Summarising data

One of the most frequent tasks I do is summarising data using either proc sql or proc means with code like this:

proc means data=inputdata nway missing noprint; class var1 var2; var var3 var4; output out=outputdata (drop = _type_ _freq_) sum=; run;

Given that I use it in SAS a lot I’m going to assume that I’ll use it in R a lot so it seems like the next sensible thing to learn.

From working through the book “R for SAS and SPSS Users” by Bob Muechen, available here from Amazon, I have learnt that in R is isn’t quite as simple as this but it is still possible and not that difficult.

There is a function in R already called “aggregate” but this renames all of your variables which isn’t great. So Bob Meuchen recommends the “summarize” function in the “Hmisc” package. The syntax is pretty much the same but it doesn’t rename your variables. I have attempted using them both in the code at the bottom of the page using the postcode file I created in a previous post.
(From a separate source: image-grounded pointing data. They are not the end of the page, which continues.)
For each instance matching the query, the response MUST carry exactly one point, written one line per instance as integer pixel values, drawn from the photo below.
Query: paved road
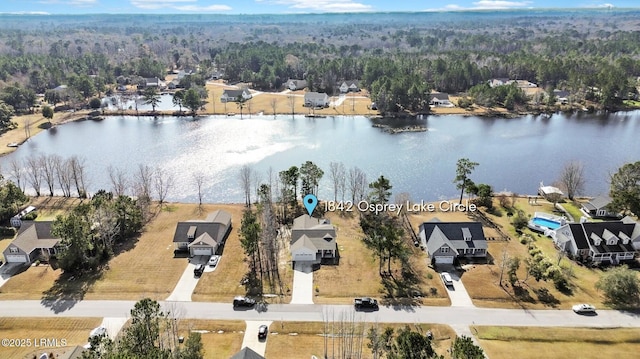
(312, 312)
(251, 337)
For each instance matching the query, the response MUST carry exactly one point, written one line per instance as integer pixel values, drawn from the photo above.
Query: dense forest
(399, 57)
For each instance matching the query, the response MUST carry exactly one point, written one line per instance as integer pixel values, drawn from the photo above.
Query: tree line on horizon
(591, 57)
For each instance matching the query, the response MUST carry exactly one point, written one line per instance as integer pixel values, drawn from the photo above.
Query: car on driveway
(584, 308)
(446, 279)
(213, 261)
(97, 332)
(243, 302)
(262, 332)
(198, 270)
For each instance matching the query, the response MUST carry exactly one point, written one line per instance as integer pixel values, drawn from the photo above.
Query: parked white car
(584, 308)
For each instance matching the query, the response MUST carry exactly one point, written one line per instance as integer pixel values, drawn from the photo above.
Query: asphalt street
(312, 312)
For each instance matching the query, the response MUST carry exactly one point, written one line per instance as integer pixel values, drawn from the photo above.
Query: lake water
(513, 154)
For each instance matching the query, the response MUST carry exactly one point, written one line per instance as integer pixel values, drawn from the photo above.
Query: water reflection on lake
(514, 154)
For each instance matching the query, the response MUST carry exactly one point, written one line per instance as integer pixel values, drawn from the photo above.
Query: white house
(316, 99)
(295, 85)
(233, 95)
(313, 240)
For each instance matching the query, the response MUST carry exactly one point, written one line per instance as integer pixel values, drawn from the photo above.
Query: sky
(289, 6)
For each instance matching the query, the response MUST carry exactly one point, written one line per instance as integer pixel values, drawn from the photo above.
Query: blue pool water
(543, 222)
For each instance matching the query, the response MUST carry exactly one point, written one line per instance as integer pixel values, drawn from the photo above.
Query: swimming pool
(544, 222)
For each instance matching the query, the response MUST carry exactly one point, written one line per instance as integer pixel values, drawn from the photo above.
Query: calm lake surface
(514, 154)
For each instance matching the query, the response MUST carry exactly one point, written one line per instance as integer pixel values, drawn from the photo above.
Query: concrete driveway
(251, 336)
(187, 283)
(7, 270)
(457, 293)
(302, 284)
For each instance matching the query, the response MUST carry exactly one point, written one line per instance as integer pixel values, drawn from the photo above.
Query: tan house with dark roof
(313, 240)
(34, 240)
(203, 237)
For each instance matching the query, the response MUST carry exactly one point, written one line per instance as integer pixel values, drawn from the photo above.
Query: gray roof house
(313, 240)
(316, 99)
(153, 82)
(233, 95)
(447, 240)
(34, 240)
(203, 237)
(597, 208)
(599, 242)
(294, 85)
(561, 96)
(349, 86)
(439, 99)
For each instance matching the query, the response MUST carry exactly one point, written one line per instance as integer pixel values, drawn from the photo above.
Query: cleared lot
(534, 343)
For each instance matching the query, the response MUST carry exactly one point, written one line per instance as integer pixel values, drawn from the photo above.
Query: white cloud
(197, 8)
(604, 6)
(179, 5)
(70, 2)
(322, 5)
(485, 5)
(499, 4)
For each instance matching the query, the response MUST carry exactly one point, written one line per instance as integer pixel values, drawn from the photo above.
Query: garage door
(444, 260)
(202, 251)
(16, 258)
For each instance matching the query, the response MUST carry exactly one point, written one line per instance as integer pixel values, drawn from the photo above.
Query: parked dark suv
(243, 302)
(198, 270)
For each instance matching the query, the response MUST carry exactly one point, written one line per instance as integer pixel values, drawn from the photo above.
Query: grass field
(128, 274)
(224, 283)
(220, 339)
(309, 340)
(534, 343)
(63, 332)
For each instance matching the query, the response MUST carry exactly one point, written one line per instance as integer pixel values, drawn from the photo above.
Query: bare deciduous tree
(274, 103)
(34, 173)
(163, 182)
(63, 173)
(245, 180)
(337, 172)
(357, 182)
(48, 165)
(118, 181)
(198, 178)
(78, 174)
(143, 181)
(292, 103)
(572, 178)
(17, 173)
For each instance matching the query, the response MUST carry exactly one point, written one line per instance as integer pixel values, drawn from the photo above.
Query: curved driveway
(454, 316)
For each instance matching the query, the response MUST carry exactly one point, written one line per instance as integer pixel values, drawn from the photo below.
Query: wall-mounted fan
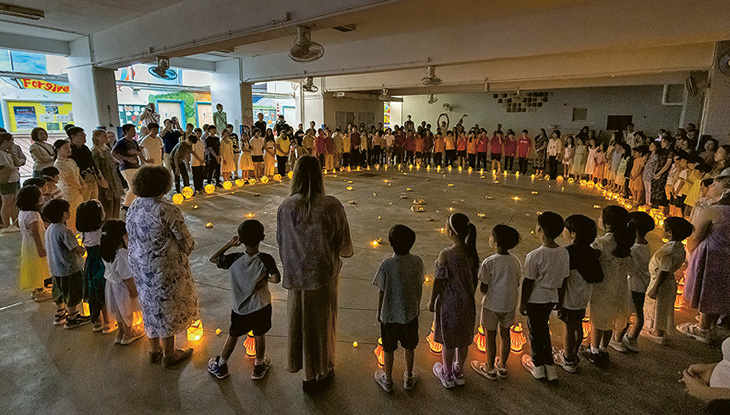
(431, 79)
(304, 50)
(309, 85)
(162, 70)
(384, 95)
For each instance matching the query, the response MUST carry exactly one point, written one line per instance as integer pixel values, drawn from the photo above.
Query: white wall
(642, 102)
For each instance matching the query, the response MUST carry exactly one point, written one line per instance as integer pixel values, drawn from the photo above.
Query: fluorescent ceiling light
(22, 12)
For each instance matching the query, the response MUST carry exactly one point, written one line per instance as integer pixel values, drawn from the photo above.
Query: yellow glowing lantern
(586, 327)
(480, 340)
(195, 331)
(250, 345)
(517, 338)
(432, 344)
(380, 353)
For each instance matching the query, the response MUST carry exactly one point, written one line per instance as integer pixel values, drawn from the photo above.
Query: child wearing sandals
(545, 270)
(251, 271)
(660, 296)
(120, 290)
(64, 263)
(585, 270)
(500, 276)
(400, 280)
(452, 299)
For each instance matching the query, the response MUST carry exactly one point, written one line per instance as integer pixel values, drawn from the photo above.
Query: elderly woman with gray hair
(313, 234)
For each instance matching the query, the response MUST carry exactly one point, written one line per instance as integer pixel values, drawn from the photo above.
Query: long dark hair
(308, 183)
(112, 239)
(467, 232)
(618, 221)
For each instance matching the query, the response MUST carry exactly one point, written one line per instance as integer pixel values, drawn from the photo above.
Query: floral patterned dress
(159, 245)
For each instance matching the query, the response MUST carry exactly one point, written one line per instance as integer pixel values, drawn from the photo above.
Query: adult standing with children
(312, 233)
(159, 245)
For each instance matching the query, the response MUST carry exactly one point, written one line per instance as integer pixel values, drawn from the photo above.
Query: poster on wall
(25, 118)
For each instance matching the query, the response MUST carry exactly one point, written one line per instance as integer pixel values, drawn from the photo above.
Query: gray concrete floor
(46, 369)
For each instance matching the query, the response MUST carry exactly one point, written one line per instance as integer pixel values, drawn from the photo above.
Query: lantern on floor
(195, 331)
(379, 353)
(250, 345)
(432, 344)
(480, 340)
(517, 338)
(586, 327)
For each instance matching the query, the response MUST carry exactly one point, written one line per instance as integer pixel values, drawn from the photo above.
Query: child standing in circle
(400, 280)
(452, 299)
(585, 270)
(659, 311)
(545, 269)
(638, 282)
(33, 263)
(89, 218)
(609, 305)
(500, 283)
(251, 271)
(120, 290)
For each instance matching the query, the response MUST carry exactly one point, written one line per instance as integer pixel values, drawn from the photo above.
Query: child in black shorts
(400, 280)
(251, 271)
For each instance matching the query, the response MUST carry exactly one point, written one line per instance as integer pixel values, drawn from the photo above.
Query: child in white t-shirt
(251, 271)
(500, 283)
(585, 270)
(400, 280)
(662, 291)
(638, 282)
(545, 269)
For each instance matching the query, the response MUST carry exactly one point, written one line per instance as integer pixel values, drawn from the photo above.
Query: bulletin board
(23, 116)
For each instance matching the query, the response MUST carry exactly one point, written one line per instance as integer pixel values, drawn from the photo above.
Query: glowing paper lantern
(250, 345)
(195, 331)
(480, 340)
(432, 344)
(517, 338)
(379, 353)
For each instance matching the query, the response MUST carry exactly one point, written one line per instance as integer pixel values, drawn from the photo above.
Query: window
(580, 114)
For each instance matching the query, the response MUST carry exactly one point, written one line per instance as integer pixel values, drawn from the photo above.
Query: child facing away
(120, 289)
(33, 262)
(609, 304)
(452, 299)
(638, 283)
(251, 271)
(400, 280)
(662, 291)
(500, 283)
(585, 270)
(89, 218)
(545, 270)
(64, 263)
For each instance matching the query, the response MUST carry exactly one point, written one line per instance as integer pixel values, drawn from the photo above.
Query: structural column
(93, 90)
(716, 114)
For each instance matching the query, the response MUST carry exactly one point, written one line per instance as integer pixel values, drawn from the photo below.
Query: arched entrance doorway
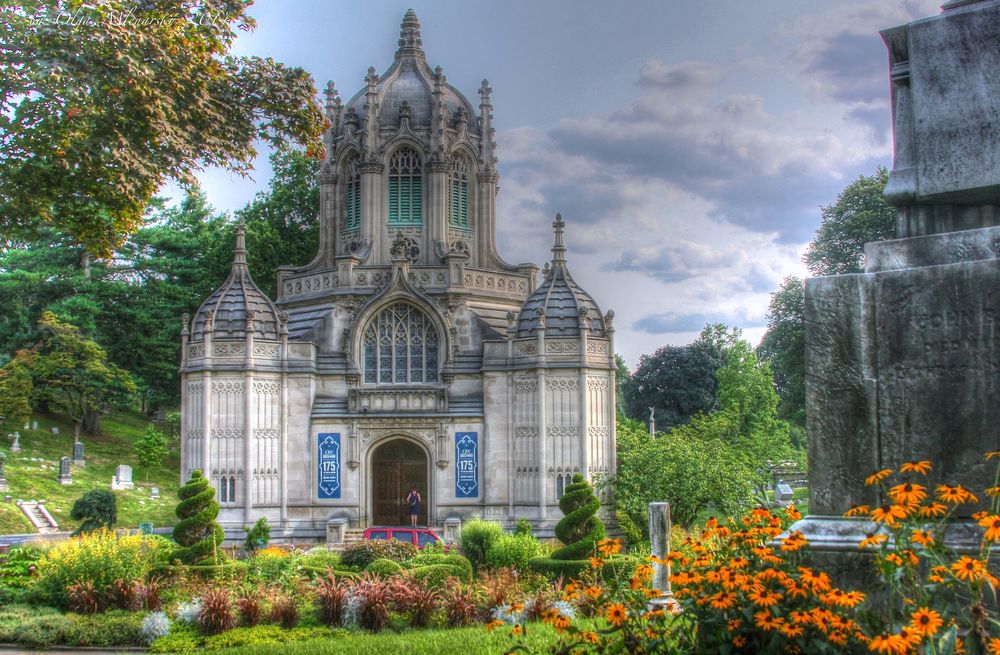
(398, 466)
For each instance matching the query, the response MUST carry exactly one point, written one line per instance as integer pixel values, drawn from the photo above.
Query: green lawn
(467, 641)
(31, 473)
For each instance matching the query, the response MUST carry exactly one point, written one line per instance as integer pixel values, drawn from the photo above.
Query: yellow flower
(992, 525)
(616, 614)
(926, 621)
(877, 477)
(967, 568)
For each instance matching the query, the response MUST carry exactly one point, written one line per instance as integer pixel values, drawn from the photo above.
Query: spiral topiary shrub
(197, 532)
(579, 530)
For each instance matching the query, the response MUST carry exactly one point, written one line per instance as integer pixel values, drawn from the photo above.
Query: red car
(419, 537)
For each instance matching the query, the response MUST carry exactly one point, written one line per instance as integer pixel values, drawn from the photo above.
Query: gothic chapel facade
(407, 353)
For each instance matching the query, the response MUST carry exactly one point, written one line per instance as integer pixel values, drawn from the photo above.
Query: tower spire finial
(410, 45)
(558, 248)
(240, 249)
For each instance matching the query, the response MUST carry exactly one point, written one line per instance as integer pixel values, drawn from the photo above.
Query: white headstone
(123, 478)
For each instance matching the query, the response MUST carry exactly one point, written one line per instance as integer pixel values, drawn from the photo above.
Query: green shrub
(384, 568)
(476, 538)
(554, 568)
(513, 550)
(99, 557)
(458, 561)
(45, 631)
(197, 532)
(523, 527)
(362, 553)
(266, 634)
(114, 628)
(182, 639)
(435, 575)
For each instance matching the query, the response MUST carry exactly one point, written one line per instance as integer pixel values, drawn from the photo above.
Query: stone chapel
(407, 353)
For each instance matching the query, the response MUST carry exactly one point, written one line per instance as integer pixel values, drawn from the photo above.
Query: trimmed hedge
(384, 568)
(431, 559)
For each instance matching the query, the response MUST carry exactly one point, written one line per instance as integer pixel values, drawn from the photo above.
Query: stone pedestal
(903, 360)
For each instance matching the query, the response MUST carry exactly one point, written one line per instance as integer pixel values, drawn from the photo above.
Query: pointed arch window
(459, 187)
(352, 196)
(401, 346)
(405, 188)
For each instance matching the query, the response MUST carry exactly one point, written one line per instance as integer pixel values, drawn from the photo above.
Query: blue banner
(466, 465)
(329, 465)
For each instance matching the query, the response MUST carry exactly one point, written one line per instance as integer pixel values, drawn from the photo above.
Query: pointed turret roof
(562, 302)
(226, 311)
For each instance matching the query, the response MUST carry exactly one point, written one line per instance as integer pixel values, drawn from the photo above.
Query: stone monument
(64, 472)
(123, 478)
(903, 360)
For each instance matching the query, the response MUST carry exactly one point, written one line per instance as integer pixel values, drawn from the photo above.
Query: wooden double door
(397, 467)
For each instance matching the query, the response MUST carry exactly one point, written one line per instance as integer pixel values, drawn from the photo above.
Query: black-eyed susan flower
(926, 621)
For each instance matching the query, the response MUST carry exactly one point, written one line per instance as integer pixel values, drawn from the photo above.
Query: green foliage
(197, 532)
(384, 568)
(97, 509)
(677, 381)
(556, 568)
(784, 348)
(513, 550)
(70, 161)
(860, 215)
(476, 537)
(71, 373)
(362, 553)
(579, 529)
(98, 558)
(257, 536)
(436, 576)
(151, 448)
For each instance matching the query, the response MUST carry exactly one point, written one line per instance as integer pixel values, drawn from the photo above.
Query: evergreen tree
(197, 532)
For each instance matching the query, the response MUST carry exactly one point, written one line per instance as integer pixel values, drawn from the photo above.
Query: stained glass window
(352, 199)
(459, 208)
(400, 346)
(405, 188)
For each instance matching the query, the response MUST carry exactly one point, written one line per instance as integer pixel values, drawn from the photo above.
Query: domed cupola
(408, 89)
(564, 303)
(227, 309)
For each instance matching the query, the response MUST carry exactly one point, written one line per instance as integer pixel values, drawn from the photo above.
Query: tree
(859, 216)
(283, 224)
(68, 159)
(97, 509)
(151, 448)
(72, 373)
(677, 381)
(197, 532)
(783, 347)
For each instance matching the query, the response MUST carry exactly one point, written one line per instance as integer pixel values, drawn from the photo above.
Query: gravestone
(64, 472)
(123, 478)
(903, 359)
(782, 495)
(659, 541)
Yet there is still a problem with this function. That is that is only summarises by one variable at a time. So to get around this you need to use the function “melt” in the package “Reshape2” to convert your data into a long form and then aggregate it. Before using melt on a large dataframe like my postcode file you need to remember to keep only the by variables and your aggregate variables. Otherwise your new dataframe could be huge and make R crash. As it did with me multiple times before I worked out what was going wrong.

Once you’ve done your melt you can apply the summarize function including the column “variable” in your "llist" and setting the aggregate variable to be “value”. Your aggregated variable then needs to be made wide again using the function “dcast” from the “reshape2” package.

Hopefully in a later post I'll actually show this in use.